Now to my N day, although really it is a bit of a D-day in my little part of the planet, I have one of those meetings that no one wants to attend, one of those meetings that are necessary . I shall not bore you with the details but I am hoping that after 2pm today I can say that I am pleased I have not given up.

Knowing when to say No, knowing when to stand your ground is an admirable quality, while studying I was told that I was “tenacious” by a certain tutor; I took this as a compliment for I am proud to be determined. But that compliment was given on a day when I learnt a significant lesson , the day I asked for help, sometimes no matter how determined we are we need to swallow our pride and admit that we need support or assistance. Today is one of those days.

N can represent all manner of things that I am grateful for. Nuts, I do mean the edible variety; there is nothing nicer than a good nut roast with mushroom gravy on a lazy Sunday. Noodles, soft delicately flavoured with broccoli and perhaps a sweet-chilli sauce. (Breakfast should be eaten before blogging to avoid over foody moments) None perhaps should detract from the Noggin.
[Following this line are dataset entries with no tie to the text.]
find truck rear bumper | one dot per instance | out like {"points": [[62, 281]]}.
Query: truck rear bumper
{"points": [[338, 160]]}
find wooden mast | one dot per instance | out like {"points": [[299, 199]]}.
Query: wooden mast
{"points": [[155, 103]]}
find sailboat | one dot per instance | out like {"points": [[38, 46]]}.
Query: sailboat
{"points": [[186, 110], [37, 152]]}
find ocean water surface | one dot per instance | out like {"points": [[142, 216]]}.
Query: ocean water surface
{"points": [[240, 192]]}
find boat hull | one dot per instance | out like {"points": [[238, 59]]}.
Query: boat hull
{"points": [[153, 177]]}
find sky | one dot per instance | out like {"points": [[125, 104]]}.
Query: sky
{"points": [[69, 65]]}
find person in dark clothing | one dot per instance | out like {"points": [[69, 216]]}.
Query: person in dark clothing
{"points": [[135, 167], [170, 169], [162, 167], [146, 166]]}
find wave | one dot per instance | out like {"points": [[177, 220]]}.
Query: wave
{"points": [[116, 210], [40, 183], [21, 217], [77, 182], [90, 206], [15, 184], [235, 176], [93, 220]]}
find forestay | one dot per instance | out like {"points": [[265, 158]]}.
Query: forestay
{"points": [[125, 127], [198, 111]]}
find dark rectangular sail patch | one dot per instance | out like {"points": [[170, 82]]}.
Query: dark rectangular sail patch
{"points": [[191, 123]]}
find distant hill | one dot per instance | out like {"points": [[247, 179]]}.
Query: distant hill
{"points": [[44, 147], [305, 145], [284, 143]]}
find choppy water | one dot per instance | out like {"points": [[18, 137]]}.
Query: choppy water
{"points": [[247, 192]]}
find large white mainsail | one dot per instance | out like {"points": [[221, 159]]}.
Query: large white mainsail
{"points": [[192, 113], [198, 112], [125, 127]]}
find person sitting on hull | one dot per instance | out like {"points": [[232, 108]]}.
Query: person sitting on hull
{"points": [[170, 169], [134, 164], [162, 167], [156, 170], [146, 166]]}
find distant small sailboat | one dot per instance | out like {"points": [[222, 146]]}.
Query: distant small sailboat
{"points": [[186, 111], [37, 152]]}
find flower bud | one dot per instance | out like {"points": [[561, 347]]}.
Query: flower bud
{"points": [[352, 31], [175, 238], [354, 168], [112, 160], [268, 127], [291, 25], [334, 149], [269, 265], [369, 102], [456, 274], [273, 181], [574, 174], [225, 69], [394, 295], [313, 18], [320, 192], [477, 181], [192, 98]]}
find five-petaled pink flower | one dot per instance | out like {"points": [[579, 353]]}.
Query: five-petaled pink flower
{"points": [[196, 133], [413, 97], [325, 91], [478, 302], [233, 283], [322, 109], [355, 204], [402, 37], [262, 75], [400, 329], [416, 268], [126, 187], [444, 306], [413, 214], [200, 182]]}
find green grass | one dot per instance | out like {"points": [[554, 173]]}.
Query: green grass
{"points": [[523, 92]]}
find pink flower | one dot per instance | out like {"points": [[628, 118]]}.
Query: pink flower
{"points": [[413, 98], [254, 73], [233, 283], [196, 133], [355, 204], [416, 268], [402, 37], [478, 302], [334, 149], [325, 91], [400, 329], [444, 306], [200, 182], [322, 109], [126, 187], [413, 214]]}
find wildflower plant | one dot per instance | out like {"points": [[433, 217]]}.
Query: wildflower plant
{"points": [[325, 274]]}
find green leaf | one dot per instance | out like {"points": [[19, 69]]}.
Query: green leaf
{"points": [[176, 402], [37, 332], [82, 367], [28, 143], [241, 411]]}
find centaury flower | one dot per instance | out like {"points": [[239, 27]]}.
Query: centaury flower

My Dad always told me to use my noggin, for those who may not be familiar with the term the noggin is the head. I am glad he took time to tell me this, to give me the opportunity to find my own solutions. He took time to stand and watch while I worked it out, but was on hand if I needed help.
Now I have a teenager of my own I can think back to those noggin needed moments and really appreciate the amount of patience taken. To be sure the noggin was not in use when he tried to fix the Hoover, it resembled a Meccano set when he had finished with it, the vacuum died that day. The day my dear Dan cleaned the kitchen and washed the kettle out with fairy liquid well, there were bubbles but at least he tried. I wish my boy would use his noggin and I am sure that he will ONE DAY!

Now more than ever I am pleased to have been taught to never give up, to have learnt when to say I need help and most of all I am grateful that I use my noggin.